Kepolisian Malang Kota, Jawa Timur
menyiagakan pasukan untuk mengamankan ibadah umat Kristen mulai Minggu
besok, 19 Juli 2015. Aparat juga mulai menjalin komunikasi dengan
seluruh komunitas warga Papua di Malang. Langkah itu dilakukan untuk
menjaga keamanan antar umat beragama dan antar suku di Malang, pasca
perusakan rumah ibadah umat Islam di Tolikara, Papua, Jumat 17 Juli
2015.
“Ini untuk mencegah kemungkinan munculnya pihak ketiga yang mencoba
mengambil kesempatan dengan memperkeruh suasana,” kata Kapolres Malang
Kota AKBP Singgamata,yang dilansir Vivanews Sabtu (18/7/2015).

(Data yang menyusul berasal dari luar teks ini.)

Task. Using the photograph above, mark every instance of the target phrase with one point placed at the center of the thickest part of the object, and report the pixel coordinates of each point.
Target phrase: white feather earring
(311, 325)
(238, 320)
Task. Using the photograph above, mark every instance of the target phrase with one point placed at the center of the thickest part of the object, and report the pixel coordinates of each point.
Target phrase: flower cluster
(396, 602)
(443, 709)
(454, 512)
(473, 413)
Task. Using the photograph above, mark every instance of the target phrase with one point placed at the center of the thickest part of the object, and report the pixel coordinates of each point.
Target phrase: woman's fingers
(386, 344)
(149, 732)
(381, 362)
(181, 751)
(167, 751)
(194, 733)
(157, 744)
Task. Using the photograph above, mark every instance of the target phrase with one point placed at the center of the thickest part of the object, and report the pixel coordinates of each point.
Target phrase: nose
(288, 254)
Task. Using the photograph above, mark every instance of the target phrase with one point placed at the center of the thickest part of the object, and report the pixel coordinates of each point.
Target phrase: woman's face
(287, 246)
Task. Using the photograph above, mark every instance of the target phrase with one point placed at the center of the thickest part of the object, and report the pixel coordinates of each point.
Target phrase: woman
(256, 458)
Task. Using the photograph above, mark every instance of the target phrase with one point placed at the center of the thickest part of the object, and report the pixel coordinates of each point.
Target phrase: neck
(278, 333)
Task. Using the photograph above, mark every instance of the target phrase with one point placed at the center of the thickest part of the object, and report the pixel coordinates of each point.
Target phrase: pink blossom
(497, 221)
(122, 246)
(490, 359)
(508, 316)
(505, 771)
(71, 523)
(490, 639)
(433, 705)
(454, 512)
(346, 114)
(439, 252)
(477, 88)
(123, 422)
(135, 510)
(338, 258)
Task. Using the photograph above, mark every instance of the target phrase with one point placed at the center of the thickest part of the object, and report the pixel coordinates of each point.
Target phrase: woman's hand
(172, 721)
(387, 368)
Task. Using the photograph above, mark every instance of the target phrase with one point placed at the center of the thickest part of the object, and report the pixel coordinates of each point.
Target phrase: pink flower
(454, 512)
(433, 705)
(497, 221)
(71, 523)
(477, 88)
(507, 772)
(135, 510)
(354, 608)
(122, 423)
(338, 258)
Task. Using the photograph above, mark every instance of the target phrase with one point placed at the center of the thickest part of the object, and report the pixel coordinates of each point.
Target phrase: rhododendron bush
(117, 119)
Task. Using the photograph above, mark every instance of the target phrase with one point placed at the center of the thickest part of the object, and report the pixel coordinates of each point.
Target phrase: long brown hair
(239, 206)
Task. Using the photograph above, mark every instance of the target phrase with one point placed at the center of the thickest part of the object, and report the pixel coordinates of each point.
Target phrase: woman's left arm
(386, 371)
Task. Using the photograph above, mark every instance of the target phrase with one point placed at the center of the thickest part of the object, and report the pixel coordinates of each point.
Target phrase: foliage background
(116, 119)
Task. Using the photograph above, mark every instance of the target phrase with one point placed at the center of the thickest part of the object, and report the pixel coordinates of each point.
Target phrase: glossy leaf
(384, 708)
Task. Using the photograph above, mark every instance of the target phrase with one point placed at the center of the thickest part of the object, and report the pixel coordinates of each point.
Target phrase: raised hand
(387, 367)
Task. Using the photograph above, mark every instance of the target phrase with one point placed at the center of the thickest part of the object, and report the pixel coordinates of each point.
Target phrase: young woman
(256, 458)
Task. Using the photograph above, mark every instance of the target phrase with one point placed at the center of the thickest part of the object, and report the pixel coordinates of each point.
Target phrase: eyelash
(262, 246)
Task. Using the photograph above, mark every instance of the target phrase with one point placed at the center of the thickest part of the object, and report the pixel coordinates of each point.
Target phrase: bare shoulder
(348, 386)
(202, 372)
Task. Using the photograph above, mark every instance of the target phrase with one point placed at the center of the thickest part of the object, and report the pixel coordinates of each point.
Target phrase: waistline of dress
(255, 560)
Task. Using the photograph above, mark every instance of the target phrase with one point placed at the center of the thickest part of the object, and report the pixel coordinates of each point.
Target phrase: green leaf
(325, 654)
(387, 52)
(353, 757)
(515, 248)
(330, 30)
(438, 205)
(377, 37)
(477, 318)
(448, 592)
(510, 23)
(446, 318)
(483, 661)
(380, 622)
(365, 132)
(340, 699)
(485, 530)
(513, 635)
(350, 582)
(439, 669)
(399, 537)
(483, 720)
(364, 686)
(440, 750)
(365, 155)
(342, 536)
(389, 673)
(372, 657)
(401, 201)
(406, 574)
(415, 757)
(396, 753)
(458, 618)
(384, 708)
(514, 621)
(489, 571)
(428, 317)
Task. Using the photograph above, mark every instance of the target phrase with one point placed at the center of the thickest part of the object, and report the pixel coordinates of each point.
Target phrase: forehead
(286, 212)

Saat ini, setidaknya terdapat 80 gereja yang tersebar di wilayah
Kota Malang. Rencananya, polisi akan menempatkan dua hingga tiga
personel di tiap gereja.
“Saat ini kami masih memetakan personel yang bertugas nanti,” katanya.
Selain mengawal pelaksanaan ibadah, polisi di Kota Malang kini
tengah mendatangi kelompok mahasiswa dan masyarakat Papua. Ini dilakukan
untuk menjamin rasa aman dan nyaman masyarakat Papua yang tinggal di
Kota Malang.
“Kami akan segera berkonsolidasi dengan komunitas Papua di Malang
agar bisa bersama-sama mengantispasi hal ini,” kata Singgamata.
Meski begitu, sampai saat ini polisi belum menerima laporan tentang kemungkinan munculnya tindakan serupa di Kota Malang.
Sebab, menurut Singgamata, insiden di Tolikara dilakukan oleh pihak lain di luar kebiasaan penganut Kristen pada umumnya.
“Apa yang terjadi di Papua tidak berdampak pada kerukunan umat
beragama di Kota Malang, dan akan tetap terjaga kerukunanya hingga ke
depan. Kejadian di Papua adalah tindakan oknum yang tak lazim dilakukan
umat Kristen. Jadi tolong, di Malang jangan ada yang bereaksi negatif.”